Study Will Be Published In Upcoming 2015 Edition of Columbia Law Review.
Law professors Lynn Baker, Charles Silver, and Michael Perino will soon be publishing an article, “Is The Price Right?: An Empirical Study Of Fee-Shifting In Securities Class Actions,” in an upcoming edition of the Columbia Law Review. The article is based on an empirical study of 424 federal securities class action settlements in district courts over the 2007-2012 time frame.

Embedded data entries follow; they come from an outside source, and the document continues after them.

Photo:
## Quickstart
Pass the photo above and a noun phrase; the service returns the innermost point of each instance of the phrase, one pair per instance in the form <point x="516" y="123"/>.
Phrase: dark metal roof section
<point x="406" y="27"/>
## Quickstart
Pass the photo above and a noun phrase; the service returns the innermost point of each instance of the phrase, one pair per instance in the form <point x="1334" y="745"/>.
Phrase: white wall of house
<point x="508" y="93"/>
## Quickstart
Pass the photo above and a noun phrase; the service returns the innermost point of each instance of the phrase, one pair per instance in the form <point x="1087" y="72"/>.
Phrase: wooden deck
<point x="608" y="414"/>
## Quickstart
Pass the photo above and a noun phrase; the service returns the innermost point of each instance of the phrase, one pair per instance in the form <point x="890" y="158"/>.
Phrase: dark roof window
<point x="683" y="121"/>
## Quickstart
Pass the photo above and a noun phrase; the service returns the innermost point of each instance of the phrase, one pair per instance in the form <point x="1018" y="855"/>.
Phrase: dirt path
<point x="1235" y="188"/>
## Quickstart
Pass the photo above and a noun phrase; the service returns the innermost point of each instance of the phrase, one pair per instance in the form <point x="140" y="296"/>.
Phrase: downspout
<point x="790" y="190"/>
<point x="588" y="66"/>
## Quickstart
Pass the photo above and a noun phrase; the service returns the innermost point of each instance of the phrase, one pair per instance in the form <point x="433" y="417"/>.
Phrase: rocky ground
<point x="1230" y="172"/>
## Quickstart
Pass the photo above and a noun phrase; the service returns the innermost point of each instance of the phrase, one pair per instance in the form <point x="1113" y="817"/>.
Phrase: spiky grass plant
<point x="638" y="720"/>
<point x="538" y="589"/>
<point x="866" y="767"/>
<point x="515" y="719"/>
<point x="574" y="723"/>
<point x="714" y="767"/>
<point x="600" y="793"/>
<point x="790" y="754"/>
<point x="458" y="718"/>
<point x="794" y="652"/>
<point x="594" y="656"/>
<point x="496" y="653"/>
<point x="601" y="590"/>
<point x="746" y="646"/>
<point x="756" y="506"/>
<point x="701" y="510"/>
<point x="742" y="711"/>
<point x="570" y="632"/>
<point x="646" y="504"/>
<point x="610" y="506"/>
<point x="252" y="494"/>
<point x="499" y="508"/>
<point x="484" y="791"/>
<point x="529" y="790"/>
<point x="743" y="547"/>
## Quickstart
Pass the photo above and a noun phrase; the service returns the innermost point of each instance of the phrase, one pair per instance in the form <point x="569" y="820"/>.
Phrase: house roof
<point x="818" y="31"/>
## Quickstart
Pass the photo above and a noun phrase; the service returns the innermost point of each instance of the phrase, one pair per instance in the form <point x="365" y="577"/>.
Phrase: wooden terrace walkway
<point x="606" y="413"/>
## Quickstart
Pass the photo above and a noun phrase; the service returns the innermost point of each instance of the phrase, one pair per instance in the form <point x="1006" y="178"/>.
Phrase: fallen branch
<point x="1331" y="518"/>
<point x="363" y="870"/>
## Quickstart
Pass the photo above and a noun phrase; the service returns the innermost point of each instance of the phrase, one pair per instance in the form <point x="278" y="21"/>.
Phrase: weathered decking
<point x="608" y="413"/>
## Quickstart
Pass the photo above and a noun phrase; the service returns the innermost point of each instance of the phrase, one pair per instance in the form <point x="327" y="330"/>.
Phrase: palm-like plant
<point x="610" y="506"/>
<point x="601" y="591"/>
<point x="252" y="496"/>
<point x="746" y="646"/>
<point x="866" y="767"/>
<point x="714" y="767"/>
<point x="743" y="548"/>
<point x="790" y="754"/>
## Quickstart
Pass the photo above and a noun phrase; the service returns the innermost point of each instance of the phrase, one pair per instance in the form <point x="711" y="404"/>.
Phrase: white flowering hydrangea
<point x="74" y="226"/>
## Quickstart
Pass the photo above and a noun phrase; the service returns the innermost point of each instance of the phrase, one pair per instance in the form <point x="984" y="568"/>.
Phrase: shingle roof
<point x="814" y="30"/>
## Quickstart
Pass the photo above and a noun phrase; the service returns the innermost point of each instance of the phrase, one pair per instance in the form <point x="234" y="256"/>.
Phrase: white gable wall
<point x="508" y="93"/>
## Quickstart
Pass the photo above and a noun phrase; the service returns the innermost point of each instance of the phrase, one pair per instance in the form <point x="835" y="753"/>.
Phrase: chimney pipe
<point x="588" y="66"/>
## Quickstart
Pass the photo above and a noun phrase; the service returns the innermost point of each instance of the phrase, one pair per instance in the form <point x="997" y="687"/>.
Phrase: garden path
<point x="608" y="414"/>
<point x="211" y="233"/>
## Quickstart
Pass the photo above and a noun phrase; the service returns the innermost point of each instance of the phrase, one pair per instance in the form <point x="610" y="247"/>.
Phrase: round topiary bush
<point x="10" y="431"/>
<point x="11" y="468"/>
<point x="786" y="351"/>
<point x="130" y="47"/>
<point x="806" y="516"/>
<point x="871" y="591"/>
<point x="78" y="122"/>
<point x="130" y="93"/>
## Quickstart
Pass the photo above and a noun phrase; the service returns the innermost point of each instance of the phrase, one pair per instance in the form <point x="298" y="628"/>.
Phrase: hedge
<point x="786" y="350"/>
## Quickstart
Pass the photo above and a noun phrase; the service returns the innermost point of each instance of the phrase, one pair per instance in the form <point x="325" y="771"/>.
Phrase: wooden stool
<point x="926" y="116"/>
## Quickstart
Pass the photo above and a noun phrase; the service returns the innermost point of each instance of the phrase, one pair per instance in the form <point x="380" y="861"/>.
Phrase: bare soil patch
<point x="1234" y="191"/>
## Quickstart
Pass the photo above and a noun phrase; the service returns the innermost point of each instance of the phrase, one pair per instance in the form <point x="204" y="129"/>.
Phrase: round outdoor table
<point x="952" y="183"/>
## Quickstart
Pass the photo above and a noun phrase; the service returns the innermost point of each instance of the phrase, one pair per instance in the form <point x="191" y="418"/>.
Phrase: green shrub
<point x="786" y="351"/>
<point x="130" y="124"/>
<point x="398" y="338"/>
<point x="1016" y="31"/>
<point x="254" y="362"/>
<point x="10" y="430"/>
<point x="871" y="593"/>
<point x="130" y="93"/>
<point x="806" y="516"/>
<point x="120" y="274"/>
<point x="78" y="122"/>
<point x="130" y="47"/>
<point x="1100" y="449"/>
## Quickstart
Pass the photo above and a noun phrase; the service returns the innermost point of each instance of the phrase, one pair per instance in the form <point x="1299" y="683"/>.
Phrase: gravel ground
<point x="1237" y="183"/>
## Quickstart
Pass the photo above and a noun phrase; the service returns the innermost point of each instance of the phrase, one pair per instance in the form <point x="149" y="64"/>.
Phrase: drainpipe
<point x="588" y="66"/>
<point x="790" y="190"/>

Here is a summary of their findings:
1. Awarded fees are lower and fee cuts more likely in district courts seeing a high volume of securities cases (however, smaller fee awards only occurred in 14.62% of cases, meaning class counsel’s requests were usually honored);
2. Fee percentages actually awarded did decline more steeply for large settlements reached in cases filed in high volume districts;
3. District courts cut fee requests based on predilections rather than the merits of the fee requests (for example, in 40.32% of “fee cut” cases, district courts did so only because the requests were “too large”);
4. The lodestar “cross-check” on the percentage of recovery methodology accomplished little or nothing, with a pure percentage of fund approach dominating (with the authors suggesting the lodestar check may be a waste of time).
The authors do propose a solution to the whole fee recovery process: class counsel should upfront negotiate a fee agreement that should be reviewed and then blessed or not blessed by the district court (an ex ante approach).